So many people are getting worked up about teams with multiple hundreds of thousands of dollars and 20 engineers and massive machine shops with the latest and greatest in CNC machinery at their beck and call, etc, etc.
Stop and think about that for a minute. How many teams do you actually think have $150,000+ in funding? How many do you think have 20 engineers? For those teams that do have 20 engineers, how effective do you think it is for them to even have 20 engineers? Probably not very. I sure as heck wouldn't want 20 engineers on my team. Nothing would get done, unless you were going to have 20 subsystems.
The fact is, very few of these teams exist. Of the ones that do, so what? They're likely not doing much better than a team with half as many engineers, or half as large of a budget. Even so, it doesn't matter at all. Clearly the students on these teams are being inspired. If not, their team would collapse. No students would join it if they hated it and weren't learning anything. As has been said
so many times,
it does not matter how the students are inspired, so long as they are inspired
On to the point of resources. People in FIRST are very good at judging books by their covers, so to speak. If a team has a painted robot, or complex mechanisms, they must be super well funded and have a ton of resources. This can be true. Often it is not.
I'll bring up an example that's been brought up multiple times in the past (and hopefully not embarass them too much

)--Team 968. They don't have resources. They don't have money. They're lucky to scrape together the entry fee. They wouldn't have been able to go to nationals last year if a generous donor hadn't paid the way for the winners of the LA regional.
Yet every year they manage to produce a professional looking, well engineered machine. I have yet to mention that they don't have engineers. They have a couple college students majoring in engineering, and a single teacher. Not one engineer. With that small mentorship group, and a small group of kids, they manage to produce some of the best looking and performing robots out there, year in and year out.
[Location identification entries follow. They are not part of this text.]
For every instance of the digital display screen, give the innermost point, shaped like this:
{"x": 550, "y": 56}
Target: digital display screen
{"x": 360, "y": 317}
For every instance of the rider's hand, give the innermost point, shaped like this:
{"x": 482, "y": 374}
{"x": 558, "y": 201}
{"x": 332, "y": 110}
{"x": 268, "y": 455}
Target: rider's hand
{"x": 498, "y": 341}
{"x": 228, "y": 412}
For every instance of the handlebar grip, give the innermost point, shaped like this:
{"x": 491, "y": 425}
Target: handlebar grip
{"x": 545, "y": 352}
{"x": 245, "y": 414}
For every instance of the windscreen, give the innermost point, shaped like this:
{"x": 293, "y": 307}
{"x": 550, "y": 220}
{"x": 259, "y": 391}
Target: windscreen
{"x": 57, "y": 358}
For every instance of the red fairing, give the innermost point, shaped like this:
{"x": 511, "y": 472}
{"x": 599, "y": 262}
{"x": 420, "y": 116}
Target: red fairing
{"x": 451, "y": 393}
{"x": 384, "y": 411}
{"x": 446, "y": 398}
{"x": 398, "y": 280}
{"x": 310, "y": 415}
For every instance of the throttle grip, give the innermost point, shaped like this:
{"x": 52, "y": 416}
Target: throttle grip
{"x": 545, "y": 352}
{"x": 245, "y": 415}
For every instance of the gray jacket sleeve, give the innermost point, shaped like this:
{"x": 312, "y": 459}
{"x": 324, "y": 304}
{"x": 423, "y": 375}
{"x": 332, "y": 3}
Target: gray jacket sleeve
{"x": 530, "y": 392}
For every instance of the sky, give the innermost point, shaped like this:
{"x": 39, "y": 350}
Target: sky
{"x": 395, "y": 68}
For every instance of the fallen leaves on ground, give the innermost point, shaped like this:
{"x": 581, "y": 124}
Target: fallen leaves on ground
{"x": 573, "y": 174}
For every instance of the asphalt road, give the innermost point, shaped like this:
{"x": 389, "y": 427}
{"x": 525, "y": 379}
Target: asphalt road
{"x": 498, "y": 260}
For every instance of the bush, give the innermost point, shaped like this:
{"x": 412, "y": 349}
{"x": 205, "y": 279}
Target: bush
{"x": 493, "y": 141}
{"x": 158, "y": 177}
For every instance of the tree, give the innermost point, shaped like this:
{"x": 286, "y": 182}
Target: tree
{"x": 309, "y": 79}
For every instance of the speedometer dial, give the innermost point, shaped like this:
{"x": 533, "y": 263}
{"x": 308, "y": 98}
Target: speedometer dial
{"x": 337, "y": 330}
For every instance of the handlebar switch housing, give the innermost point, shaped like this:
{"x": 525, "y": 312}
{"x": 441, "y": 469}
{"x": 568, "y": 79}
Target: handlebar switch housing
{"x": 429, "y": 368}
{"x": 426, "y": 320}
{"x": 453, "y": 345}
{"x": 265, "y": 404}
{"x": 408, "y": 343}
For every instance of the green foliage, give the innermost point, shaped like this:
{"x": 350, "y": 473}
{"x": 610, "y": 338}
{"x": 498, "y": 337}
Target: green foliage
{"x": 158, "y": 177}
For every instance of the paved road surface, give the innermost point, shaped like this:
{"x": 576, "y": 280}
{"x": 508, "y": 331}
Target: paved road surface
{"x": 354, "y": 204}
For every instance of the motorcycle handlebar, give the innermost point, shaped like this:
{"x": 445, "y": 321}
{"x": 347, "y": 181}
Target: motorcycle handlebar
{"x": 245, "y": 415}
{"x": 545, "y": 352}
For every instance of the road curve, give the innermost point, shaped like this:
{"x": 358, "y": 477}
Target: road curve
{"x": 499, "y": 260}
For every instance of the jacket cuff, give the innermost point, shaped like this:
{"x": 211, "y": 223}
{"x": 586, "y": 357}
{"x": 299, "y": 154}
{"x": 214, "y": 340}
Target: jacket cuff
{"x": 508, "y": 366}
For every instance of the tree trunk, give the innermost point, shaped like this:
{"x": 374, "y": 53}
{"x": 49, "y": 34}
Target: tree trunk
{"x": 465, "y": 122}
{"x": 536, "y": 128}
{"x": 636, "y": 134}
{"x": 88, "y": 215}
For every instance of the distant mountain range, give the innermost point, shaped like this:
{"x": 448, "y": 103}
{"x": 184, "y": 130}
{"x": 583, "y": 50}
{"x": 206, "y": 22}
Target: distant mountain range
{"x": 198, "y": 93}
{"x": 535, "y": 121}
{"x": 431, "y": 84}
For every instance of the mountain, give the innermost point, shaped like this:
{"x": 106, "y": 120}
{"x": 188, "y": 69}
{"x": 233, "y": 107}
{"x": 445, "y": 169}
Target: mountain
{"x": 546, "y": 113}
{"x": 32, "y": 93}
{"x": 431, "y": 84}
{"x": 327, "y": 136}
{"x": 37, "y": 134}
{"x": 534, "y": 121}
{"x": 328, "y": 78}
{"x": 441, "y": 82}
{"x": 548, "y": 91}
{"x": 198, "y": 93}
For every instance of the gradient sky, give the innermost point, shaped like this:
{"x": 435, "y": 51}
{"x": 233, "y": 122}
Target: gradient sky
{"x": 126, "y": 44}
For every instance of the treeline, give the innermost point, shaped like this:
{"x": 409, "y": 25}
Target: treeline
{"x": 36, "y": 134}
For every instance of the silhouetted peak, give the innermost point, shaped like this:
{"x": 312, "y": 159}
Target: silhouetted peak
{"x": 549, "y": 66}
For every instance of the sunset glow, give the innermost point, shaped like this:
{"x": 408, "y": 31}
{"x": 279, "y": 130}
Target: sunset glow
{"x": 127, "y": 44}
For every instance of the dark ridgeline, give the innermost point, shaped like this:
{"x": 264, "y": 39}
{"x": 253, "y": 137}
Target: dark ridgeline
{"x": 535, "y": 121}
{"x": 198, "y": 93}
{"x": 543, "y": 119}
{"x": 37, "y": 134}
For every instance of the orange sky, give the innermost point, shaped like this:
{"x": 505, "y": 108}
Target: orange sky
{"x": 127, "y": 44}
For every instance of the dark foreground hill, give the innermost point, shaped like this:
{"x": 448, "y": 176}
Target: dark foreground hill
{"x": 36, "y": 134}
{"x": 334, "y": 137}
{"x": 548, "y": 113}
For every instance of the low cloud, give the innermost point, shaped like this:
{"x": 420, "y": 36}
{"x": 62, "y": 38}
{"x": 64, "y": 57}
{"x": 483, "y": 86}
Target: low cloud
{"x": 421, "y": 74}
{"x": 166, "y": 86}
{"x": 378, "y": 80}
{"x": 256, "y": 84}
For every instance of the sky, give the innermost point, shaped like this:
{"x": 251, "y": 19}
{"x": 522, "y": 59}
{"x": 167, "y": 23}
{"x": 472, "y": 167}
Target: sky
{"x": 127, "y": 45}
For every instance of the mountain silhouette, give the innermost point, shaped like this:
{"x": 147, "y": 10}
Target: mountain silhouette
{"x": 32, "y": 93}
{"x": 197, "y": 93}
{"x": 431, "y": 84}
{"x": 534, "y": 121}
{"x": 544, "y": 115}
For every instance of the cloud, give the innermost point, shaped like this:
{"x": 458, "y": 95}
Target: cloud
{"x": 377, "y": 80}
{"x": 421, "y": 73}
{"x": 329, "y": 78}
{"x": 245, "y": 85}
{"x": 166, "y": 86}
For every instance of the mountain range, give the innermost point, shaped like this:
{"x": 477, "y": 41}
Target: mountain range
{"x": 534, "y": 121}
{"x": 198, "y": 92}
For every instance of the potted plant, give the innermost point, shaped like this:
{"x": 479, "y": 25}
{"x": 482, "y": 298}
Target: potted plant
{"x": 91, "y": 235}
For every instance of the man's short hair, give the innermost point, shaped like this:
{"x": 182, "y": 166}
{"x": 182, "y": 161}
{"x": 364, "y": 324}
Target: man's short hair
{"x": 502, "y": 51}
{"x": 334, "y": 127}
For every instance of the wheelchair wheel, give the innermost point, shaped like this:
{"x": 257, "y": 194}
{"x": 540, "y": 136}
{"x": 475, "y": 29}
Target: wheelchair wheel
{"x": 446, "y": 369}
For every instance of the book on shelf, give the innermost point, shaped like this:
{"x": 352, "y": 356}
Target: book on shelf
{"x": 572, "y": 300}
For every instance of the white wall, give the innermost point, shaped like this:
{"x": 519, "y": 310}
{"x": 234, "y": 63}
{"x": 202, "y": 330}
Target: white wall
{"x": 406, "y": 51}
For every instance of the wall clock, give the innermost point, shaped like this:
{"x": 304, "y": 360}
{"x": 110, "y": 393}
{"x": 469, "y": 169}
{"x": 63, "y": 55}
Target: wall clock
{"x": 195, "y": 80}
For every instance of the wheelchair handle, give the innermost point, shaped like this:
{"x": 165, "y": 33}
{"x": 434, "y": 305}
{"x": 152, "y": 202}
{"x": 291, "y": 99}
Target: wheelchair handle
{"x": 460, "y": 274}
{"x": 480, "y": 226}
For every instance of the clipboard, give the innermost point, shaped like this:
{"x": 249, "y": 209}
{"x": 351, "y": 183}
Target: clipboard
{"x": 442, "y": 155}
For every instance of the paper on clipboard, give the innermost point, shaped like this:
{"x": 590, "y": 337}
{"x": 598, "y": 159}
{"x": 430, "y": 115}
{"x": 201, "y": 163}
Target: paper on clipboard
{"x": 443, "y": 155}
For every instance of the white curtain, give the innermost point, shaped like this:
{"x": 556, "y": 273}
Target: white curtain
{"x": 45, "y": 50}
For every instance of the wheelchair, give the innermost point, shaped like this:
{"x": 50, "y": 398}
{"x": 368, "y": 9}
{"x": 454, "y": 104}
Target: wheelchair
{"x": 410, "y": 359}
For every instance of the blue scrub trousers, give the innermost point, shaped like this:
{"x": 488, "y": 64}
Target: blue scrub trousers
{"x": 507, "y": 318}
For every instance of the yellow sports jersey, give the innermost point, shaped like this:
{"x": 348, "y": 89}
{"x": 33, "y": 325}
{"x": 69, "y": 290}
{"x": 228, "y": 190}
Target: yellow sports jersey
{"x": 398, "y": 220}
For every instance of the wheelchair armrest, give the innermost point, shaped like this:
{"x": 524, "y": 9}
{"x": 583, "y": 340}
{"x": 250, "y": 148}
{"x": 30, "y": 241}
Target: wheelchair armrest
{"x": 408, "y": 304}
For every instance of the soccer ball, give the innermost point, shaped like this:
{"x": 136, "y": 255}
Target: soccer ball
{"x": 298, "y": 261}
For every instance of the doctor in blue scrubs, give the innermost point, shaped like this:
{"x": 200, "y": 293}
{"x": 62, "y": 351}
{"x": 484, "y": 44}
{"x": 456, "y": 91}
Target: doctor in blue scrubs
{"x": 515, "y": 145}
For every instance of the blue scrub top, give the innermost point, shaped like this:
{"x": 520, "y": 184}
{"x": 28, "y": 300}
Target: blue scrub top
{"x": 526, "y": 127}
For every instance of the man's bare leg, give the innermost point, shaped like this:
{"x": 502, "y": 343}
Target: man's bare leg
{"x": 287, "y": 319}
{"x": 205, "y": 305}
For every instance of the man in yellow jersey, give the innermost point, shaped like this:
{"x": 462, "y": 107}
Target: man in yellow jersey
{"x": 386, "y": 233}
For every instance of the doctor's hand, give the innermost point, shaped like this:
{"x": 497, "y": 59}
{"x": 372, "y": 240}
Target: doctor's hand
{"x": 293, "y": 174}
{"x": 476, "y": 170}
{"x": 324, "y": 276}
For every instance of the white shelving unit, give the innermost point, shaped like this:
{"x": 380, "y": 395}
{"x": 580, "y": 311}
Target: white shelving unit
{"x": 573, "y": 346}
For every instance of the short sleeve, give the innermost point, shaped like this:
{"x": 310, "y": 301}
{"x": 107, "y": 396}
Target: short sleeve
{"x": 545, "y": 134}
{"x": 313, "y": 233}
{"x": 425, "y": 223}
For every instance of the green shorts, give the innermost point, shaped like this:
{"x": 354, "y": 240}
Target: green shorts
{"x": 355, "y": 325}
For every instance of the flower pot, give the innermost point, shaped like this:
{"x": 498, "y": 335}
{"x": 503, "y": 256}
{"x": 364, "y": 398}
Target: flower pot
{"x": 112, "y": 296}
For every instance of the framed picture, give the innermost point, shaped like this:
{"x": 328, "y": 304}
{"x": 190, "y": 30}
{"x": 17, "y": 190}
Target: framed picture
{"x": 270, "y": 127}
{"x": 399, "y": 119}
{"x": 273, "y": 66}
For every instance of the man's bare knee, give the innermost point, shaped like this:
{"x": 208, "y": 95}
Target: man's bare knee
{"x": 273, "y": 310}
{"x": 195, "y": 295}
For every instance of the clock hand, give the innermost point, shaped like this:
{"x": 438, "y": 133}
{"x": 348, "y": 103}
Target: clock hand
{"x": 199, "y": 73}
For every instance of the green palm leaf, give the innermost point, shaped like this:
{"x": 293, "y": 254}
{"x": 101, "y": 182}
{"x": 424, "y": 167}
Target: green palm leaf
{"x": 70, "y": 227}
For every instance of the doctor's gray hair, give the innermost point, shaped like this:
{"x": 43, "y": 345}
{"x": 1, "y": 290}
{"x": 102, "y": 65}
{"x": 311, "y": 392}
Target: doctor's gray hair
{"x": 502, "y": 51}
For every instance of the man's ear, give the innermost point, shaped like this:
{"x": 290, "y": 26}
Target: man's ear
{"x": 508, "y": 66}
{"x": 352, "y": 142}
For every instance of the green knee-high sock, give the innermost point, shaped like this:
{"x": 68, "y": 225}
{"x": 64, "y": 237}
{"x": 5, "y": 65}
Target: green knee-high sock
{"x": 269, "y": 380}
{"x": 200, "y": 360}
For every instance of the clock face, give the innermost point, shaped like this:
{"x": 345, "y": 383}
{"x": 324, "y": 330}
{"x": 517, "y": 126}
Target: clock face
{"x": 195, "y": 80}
Im sure many teams looked at 968 this year and last, and the year before and thought that they were one of those $100,000 teams with 20 engineers. They work out of a classroom. They don't have machinery.
Which brings up my next point. Tons of teams/individuals complain about not having machining resources. 968 has none of these. What they do have is desire. If you want something bad enough, you can get it. All it takes is to call up all the local machine shops you can find in your phonebook. Many are willing to help, even with significant time committments. I don't know how many they got to donate time, but I can tell you we had probably 4 or 5 machine shops which donated time to make parts for us.
The resources are out there. The biggest difference between an average team and one of the powerhouse teams is desire. When the average team is complaining about how unfair it is that powerhouse teams have all these resources, the powerhouse teams are working hard to
get these resources. When the average team is taking sunday off, or going home at 5 pm, the powerhouse team is working 7 days a week, and going home at 10 pm.
Desire to be the best you can be is what separates the two. Not machine shops. Not money. Not having 20 engineers. Heck, I look around on CD, and last year many teams were posting pictures of the machine shops at their high schools, or the machine shops they had access to. I saw tons of shops that we'd absolutely love to have access to--multiple CNC mills and lathes, manual machines galore, etc. By no means are we a disadvantaged team, far from it, but our machine shop can't even begin to compare to those I've seen of many teams given the "disadvantaged" label. Similarly, I'm sure there are tons of teams with multiple engineers who fail to ever approach the level of teams with far fewer engineers, or none at all.
Now obviously there are situations in which hard work and desire aren't going to get you to the top. But there are so many teams out there who could
significantly improve their own standing by simply not complaining about what everyone else has that they don't, and working their hardest to get the things that those other teams have.
Finally, before you judge a team by what you think you see, it might serve you well to get to know the team itself. Only then can you form an informed opinion, and many might be very surprised at how different their views were from reality.